Cuando abrió los ojos para mirar hacia el lugar de donde provenía la voz, no había nadie. Trató de afinar su visión, pero quien hubiera sido ya se había marchado. Entonces, fue cuando reparó en aquello.

La imagen del hombre clavado en el madero estaba desnuda. Las piernas cruzadas apenas preservaban el pudor del cuerpo martirizado. Las rodillas laceradas, la piel herida, los hilos de sangre, numerosos y extensos, eran meras distracciones para los espectadores, pero la intención era solapada, ni indulgente ni misericordiosa. La púdica postura del santo del madero era un solapado intento por no hacer tan evidentes la efervescente sensualidad de la desnudez, el sufrimiento y la muerte, ligada de manera inmediata y escondida a la expectativa de la resurrección, de la vuelta a la materia exaltada por la vida.

Elena sintió algo dentro de sus vísceras, primero debajo de su piel. Recorrió sus más escondidos sitios de vitalidad, se alzó sobre un promontorio, tal vez un órgano inflamado, para luego lanzarse en vertiginoso tránsito hacia los caudales arteriales.

Allí, en el reclinatorio, miraba con fervor el ascenso de la pierna, la postura de las articulaciones entumecidas, adivinaba el calor de los muslos y el temblor de la carne herida, el frenesí del vientre, el estupor del órgano de la reproducción, ahogado bajo un leve asomo de tela manchada por la sangre.

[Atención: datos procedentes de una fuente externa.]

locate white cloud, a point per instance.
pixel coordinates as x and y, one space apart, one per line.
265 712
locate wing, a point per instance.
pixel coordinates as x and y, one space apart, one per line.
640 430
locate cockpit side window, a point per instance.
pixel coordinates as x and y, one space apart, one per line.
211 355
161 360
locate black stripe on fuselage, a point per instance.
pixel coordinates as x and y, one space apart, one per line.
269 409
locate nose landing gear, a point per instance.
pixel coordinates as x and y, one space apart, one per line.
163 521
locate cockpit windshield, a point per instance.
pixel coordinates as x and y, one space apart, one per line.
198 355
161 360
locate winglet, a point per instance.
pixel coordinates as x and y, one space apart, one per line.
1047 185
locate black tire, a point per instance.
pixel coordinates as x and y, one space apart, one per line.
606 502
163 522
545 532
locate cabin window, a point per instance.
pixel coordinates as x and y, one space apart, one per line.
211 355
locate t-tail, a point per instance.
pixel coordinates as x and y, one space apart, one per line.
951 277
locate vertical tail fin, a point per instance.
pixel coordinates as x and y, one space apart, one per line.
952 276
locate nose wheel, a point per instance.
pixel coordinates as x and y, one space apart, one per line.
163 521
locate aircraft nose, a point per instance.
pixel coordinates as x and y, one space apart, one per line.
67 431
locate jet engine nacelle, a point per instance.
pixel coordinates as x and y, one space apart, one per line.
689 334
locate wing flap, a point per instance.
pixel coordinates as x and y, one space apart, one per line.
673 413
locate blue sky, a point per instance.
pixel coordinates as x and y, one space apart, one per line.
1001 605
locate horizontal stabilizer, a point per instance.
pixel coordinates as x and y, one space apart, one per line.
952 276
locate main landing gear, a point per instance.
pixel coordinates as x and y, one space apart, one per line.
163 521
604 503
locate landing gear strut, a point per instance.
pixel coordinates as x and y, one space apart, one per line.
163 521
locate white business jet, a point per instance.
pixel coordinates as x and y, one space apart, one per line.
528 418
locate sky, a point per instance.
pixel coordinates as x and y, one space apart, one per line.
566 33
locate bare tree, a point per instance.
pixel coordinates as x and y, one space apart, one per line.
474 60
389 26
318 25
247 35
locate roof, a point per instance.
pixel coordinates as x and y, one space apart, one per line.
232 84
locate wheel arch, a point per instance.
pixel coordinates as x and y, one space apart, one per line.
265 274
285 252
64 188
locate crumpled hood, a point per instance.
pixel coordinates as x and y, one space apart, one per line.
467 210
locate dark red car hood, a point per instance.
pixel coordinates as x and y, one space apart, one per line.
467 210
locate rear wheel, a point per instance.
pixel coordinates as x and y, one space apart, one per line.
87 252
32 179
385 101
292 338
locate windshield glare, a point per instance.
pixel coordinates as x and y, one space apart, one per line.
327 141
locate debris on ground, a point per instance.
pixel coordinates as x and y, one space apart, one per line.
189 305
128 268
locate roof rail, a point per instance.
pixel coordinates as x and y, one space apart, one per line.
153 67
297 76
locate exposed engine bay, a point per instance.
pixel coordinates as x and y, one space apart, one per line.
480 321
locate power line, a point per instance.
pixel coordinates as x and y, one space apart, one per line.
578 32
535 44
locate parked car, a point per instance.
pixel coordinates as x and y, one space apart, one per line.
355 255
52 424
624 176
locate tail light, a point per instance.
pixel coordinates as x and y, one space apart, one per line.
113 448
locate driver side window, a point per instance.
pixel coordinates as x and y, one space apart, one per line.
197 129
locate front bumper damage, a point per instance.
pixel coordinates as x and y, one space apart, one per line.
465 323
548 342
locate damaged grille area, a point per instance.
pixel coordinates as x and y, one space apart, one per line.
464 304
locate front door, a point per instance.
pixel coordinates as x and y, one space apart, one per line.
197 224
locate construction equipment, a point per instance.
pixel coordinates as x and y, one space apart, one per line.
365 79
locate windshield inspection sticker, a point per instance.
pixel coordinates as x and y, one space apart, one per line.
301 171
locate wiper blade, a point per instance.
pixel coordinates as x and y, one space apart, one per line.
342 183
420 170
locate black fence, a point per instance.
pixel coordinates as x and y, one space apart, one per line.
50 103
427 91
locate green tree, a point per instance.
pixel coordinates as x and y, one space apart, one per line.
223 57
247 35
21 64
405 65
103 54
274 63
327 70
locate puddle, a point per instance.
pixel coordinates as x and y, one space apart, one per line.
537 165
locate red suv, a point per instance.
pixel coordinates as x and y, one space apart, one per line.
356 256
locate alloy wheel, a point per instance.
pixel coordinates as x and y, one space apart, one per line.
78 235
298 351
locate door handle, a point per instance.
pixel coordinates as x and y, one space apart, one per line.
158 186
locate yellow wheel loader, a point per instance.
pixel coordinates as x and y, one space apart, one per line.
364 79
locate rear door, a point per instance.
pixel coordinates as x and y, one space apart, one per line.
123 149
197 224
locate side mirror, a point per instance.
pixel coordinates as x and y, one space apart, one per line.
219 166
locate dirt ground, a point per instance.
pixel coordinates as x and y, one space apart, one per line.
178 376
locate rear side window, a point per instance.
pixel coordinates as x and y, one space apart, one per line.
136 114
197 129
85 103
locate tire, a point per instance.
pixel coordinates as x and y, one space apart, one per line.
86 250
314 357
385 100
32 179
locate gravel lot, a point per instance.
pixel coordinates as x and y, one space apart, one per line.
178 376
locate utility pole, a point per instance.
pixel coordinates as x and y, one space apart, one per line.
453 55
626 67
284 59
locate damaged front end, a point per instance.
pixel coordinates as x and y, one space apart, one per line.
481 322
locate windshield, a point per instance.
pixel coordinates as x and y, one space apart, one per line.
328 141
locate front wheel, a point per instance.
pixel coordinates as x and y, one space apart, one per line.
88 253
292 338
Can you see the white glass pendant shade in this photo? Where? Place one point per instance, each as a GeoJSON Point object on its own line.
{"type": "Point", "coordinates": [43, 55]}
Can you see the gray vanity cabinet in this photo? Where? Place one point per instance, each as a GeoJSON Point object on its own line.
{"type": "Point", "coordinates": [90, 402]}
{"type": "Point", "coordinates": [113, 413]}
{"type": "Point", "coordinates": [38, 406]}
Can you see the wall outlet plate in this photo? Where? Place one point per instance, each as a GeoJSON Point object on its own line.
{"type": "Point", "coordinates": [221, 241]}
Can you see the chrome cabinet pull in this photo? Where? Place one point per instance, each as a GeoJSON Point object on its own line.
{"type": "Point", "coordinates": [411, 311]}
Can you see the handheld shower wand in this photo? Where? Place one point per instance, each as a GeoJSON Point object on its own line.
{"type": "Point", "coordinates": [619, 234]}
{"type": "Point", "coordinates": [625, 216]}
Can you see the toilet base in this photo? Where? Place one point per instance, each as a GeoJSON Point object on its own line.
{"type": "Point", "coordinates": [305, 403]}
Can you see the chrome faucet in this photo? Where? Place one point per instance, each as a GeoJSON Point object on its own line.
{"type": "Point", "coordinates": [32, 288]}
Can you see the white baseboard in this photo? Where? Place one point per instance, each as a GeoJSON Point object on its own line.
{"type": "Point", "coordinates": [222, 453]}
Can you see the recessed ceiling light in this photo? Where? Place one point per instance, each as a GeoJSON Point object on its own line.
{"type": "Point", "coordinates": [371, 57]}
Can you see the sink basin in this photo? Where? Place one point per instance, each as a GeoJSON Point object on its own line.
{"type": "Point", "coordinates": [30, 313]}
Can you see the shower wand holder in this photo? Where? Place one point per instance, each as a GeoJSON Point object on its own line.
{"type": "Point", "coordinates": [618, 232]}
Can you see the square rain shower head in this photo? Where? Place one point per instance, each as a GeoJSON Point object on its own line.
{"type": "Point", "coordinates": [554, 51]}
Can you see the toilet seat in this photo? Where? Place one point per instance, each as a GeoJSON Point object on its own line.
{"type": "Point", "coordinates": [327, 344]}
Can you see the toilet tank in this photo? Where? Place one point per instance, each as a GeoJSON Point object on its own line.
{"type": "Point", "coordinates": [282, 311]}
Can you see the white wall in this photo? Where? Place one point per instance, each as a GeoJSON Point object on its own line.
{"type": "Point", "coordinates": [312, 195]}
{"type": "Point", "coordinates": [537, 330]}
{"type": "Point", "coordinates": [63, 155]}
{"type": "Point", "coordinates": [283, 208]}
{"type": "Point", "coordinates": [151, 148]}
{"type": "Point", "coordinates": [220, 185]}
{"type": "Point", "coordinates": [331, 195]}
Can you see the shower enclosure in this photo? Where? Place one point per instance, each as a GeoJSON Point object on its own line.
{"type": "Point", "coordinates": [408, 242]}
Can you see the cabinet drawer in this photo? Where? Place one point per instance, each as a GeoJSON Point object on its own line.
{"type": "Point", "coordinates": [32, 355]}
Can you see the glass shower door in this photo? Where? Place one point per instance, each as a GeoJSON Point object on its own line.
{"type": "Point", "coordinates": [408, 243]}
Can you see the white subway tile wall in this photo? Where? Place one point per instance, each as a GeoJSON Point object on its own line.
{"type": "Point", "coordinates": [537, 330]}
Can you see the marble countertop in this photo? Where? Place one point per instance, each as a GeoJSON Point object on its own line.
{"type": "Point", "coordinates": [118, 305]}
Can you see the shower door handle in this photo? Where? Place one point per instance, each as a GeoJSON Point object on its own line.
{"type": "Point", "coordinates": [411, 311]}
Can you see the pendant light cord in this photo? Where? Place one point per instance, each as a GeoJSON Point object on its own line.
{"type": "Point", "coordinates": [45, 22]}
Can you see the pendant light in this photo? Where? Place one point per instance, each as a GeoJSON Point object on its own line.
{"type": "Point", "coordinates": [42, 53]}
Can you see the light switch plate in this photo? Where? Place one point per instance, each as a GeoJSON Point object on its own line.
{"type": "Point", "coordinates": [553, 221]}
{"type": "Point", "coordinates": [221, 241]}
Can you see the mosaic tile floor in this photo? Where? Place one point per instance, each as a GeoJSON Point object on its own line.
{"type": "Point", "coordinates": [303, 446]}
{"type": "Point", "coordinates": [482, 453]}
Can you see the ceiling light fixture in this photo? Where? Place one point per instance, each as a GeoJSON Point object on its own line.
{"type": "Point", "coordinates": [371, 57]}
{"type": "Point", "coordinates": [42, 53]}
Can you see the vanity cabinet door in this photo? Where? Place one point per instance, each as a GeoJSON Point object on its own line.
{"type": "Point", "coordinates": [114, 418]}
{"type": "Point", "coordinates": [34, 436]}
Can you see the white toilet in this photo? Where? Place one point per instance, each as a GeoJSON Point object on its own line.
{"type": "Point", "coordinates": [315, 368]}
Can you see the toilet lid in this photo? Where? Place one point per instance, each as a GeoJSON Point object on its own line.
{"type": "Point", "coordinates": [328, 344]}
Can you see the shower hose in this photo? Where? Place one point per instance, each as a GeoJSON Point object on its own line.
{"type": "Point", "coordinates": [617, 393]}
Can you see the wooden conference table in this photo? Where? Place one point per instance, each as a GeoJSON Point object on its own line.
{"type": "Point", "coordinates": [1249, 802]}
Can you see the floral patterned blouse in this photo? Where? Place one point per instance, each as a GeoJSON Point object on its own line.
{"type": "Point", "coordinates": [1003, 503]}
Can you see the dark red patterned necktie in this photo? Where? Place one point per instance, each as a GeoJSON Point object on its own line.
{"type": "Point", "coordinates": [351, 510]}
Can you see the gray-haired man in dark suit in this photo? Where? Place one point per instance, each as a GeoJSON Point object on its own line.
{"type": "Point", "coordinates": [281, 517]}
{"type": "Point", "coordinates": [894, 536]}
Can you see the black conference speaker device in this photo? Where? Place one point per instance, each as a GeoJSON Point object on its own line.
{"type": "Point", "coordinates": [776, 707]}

Con poco disimulo para su conciencia, no dejaba de mirar el pecho expandido en la agonía del asma de la violenta muerte, el cuello erizado de venas azules, los hombros dislocados y heridos, las manos abiertas, machacadas por los mazos, los capilares rasgados por los clavos, los empeines de los pies triturados, abiertos por el indiferente metal.

Embebida en su impudor, reparaba en el ángulo de las axilas donde imaginaba el olor secreto del pelambre, del sudor que gotearía y resbalaría sobre el costado desgarrado por la lanza. Entregada a su furor secreto, apretaba las manos, al punto de hacer crujir el rosario, de hacer saltar las rosadas cuentas sobre los adoquines.

De dónde provenía esa furia de hogueras. No podía evitar sentir esa efusión de efluvios. Era su versión de la pasión y el martirio, de la tortura y el sacrificio. Deseaba esa imagen, esa materialización humana de hombre doliente, de varón de congoja, esa ruina sudorosa y sanguinolenta clavada a un madero.

No pudo evitar sentir, en una apoteosis de evasión y tal vez de elevación, el lúbrico flujo entre sus muslos apretados.